Wer Influencer Marketing – und da sind wir leider mehrheitlich angekommen – daher weiterhin nur als ein zusätzliches Marketing-Instrument versteht bzw. behandelt, wird scheitern. Es ist nicht mit einer oder zwei Kampagnen getan, für die man mal einen Influencer ‚bucht’, der möglichst bekannt ist und viele Follower hat. Über diesen platziert man dann soviel Branded Content wie möglich oder versucht, sich in ein oder zwei Posts reinzukaufen. Man muss sich das mal vorstellen: Was will man mit zwei oder, sagen wir, vier gekauften Posts auf einem augenscheinlich starken Account auf Instagram? Was soll das? Das ist überhaupt nicht nachhaltig und wird in der Flut an Content lautlos untergehen.

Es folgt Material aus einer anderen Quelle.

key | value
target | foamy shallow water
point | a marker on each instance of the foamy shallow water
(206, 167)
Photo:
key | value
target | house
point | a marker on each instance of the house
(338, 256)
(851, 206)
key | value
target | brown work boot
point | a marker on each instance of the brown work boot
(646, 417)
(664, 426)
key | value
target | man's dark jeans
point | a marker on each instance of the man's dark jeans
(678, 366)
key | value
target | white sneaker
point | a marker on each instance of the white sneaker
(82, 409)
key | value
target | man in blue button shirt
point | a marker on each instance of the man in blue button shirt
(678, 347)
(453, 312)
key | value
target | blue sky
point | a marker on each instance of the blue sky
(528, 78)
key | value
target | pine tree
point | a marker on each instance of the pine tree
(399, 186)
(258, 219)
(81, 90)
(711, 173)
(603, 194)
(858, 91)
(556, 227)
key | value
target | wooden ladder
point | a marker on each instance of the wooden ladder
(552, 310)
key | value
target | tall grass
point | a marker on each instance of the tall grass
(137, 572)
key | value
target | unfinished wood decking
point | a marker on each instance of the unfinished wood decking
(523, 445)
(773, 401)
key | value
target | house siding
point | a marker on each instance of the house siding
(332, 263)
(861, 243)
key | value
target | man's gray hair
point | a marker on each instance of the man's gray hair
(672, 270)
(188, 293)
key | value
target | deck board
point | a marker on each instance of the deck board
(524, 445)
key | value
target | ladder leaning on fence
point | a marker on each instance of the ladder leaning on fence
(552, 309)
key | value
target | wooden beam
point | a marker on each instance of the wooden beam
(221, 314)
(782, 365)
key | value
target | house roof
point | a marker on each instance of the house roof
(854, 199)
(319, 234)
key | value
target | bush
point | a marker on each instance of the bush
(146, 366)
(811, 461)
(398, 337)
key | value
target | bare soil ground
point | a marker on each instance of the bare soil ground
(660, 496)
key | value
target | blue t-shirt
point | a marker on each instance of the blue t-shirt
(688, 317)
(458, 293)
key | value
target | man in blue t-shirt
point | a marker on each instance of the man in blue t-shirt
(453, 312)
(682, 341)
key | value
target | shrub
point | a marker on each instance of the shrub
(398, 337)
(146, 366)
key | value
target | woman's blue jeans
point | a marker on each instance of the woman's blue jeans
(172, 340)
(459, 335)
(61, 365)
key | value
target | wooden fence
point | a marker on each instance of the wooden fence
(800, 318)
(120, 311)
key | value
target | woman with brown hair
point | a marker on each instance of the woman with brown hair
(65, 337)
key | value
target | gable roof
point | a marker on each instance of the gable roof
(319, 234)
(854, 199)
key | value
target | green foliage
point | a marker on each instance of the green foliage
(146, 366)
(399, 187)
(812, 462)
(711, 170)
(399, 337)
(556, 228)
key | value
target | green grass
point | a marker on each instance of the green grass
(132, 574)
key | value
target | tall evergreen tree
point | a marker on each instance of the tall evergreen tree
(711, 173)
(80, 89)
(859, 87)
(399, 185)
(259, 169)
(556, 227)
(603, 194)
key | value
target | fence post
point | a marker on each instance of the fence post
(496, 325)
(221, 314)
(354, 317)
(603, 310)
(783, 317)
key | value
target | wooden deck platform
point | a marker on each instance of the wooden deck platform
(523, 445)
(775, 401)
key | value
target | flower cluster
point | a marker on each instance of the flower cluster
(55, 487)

Influencer Marketing bedeutet Arbeit (so blöd das klingt)
Influencer Marketing bedeutet Arbeit – und das ist, glaube ich, die eigentliche Herausforderung. Ich persönlich kenne viele Influencer seit mehr als 5 Jahren und verfolge ihre Arbeit kontinuierlich. Es reicht nicht, eine Agentur zu engagieren oder eine Datenbank zu durchsuchen und dann sinnbildlich auf „beauftragen“ zu drücken. Um das volle Potenzial einer Zusammenarbeit mit Meinungsführern – und das können Blogger, talentierte Photographen auf Instagram oder interessante Persönlichkeiten auf YouTube sein – auszuschöpfen, muss ich mich mit den jeweiligen Akteuren auseinandersetzen. Wie vor etlichen Jahren Journalistenkontakte aufgebaut wurden, muss man heute Beziehungen zu geeigneten Influencern aufbauen und pflegen.
Fazit
Insofern geht es aus meiner Sicht nicht um das Reparieren, sondern darum, die richtigen Fragen zu stellen und den Wert jedes Influencers – also primär den direkten Kontakt zu potentiellen Kunden – sinnvoll im Kontext eines ganzheitlichen Social Media Marketings einzusetzen. Dieser Wert misst sich zuallererst nicht in Followerzahlen oder Reichweite, sondern im Zugang zur und der Interaktion mit der Community.
Interaktionsstarke und „ehrlich“ agierende Meinungsführer gibt es schon seit Jahren. Es ist Aufgabe der Nachfrager, mit diesen direkt in Kontakt zu treten und langfristig auf Augenhöhe zusammenzuarbeiten.* Die weniger hellen „Sternchen“ am Influencer-Himmel verschwinden von ganz allein, da ihre Identität und „Businesskonzepte“ oftmals auf einem wenig stabilen Fundament stehen.
Daher: Lasst uns nicht reparieren, sondern anfangen, nachhaltig zu agieren!
*Wir als Berater können dabei unterstützen und damit den Weg ebenen. Beziehungen müssen die Unternehmen selbst aufbauen.